Other observations provide handles for interesting discussion. A variety of framing devices have been used over the years: Taylor's 1919 version presents the narrative as Mark Twain's dream (and carries the dream motif through the film), while the 1975 version uses Mark Twain in a stage manager role. Then there are the various ways the film and television versions conclude: Huck ends up with Mary Jane Wilks (1920), back at the Widow's and Miss Watson's (1931, 1939), or at least back in Hannibal (1974, 1975); he plans new adventures with Tom Sawyer (1978), lights out for New Orleans (1960), or floats away on the river (1955, 1985, 1993). Interestingly, besides the 1985 mini-series, only the 1955 live performance on TV's "Climax" picks up the "I can't stand it" aspect of Huck's final position, though he's bolting from Mary Jane, not Aunt Sally; and that version fudges by having him promise "I'll be back." In the 1993 Disney version, on the other hand, Huck takes off, but instead of fleeing anything he's going "for the glory," whatever that may mean.

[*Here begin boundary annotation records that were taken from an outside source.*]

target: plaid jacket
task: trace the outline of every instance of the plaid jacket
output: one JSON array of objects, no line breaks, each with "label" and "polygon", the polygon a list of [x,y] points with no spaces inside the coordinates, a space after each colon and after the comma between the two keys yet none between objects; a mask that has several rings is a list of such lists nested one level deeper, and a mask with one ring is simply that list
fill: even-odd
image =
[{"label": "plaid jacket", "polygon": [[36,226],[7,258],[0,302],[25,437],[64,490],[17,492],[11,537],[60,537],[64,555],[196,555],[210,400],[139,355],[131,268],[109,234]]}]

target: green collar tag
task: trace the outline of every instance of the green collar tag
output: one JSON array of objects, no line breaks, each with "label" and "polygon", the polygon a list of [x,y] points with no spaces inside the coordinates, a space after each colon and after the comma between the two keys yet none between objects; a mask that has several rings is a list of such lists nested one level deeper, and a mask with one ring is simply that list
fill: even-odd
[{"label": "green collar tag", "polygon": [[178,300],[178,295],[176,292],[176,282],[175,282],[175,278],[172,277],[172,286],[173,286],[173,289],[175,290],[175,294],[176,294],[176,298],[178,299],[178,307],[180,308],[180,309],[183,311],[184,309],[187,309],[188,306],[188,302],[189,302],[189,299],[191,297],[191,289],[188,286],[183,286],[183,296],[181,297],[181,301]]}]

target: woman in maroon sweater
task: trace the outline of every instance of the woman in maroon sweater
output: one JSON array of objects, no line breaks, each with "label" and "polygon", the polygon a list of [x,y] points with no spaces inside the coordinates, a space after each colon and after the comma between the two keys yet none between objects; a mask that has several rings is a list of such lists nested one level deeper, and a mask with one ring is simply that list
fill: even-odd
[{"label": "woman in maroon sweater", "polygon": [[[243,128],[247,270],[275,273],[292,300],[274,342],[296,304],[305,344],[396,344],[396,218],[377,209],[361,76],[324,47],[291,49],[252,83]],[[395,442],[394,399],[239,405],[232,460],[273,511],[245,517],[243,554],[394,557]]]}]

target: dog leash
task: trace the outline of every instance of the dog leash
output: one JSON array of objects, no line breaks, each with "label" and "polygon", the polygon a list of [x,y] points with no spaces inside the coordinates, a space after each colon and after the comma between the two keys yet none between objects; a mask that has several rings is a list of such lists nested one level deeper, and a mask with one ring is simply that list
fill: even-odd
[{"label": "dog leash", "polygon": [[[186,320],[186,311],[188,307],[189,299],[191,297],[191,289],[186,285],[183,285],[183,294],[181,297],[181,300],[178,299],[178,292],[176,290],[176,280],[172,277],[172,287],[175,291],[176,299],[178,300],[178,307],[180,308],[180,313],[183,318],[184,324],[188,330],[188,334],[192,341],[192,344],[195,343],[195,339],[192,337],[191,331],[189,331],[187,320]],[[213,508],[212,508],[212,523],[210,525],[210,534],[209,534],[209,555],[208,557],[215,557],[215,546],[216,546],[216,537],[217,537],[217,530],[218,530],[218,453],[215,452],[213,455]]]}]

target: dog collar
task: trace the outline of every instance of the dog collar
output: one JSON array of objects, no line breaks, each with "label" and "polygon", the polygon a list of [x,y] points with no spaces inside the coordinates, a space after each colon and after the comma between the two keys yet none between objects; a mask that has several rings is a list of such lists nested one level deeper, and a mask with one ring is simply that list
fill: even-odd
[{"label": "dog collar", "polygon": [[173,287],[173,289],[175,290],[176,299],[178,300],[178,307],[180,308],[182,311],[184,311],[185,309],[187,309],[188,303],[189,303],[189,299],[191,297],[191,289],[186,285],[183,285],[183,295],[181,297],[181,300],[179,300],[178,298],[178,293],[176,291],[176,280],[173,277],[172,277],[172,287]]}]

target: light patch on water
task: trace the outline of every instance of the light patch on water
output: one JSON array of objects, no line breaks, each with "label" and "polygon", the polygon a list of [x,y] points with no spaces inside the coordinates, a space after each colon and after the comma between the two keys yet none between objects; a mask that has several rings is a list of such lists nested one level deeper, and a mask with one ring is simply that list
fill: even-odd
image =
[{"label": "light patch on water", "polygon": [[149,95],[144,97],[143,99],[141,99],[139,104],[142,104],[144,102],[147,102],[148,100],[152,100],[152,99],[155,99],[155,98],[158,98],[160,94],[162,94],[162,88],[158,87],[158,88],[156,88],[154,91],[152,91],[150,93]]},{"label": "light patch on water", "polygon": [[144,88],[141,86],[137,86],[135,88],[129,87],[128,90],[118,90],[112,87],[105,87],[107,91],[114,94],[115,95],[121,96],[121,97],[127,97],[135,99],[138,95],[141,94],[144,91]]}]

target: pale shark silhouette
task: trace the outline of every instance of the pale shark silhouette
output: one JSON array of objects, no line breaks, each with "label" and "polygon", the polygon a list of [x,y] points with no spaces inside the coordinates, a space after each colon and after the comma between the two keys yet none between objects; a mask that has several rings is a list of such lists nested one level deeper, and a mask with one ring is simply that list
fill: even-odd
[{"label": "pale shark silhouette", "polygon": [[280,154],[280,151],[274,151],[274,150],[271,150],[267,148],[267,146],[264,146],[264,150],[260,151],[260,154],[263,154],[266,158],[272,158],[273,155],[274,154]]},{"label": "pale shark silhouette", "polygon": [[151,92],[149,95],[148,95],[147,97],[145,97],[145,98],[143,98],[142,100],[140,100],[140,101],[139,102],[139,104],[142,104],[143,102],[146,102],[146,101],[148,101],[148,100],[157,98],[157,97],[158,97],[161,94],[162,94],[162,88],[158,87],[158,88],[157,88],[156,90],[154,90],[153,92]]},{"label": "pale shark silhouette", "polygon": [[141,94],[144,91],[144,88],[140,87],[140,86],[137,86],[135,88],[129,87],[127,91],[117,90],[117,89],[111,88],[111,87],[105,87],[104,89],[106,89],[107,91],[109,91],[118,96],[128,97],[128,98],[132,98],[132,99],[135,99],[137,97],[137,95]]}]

You can have a lot of fun flailing around in the minutiae of Huckleberry Finn adaptations, and Haupt provides plenty of it. I'm struck by how frequently these versions are filled with extraordinary actors (Paul Winfield, Jane Darwell, Buster Keaton, Lillian Gish, Butterfly McQueen, Geraldine Page, among others), as well as by a dreary succession of cute teen idols as Huck (Junior Durkin, Mickey Rooney, Eddie Hodges, Ron Howard, Elijah Wood) or as Tom (Jackie Coogan, Donny Most). What to make of all the minutiae is still a task for scholars. The model study of this sort is Thomas F. Gossett's Uncle Tom's Cabin and American Culture (1985). Whoever finally produces a work on the cultural life of Huckleberry Finn worthy to share the shelf with Gossett's book--and with Louis Budd's Our Mark Twain--will be grateful to Haupt's hours in front of movie and TV screens.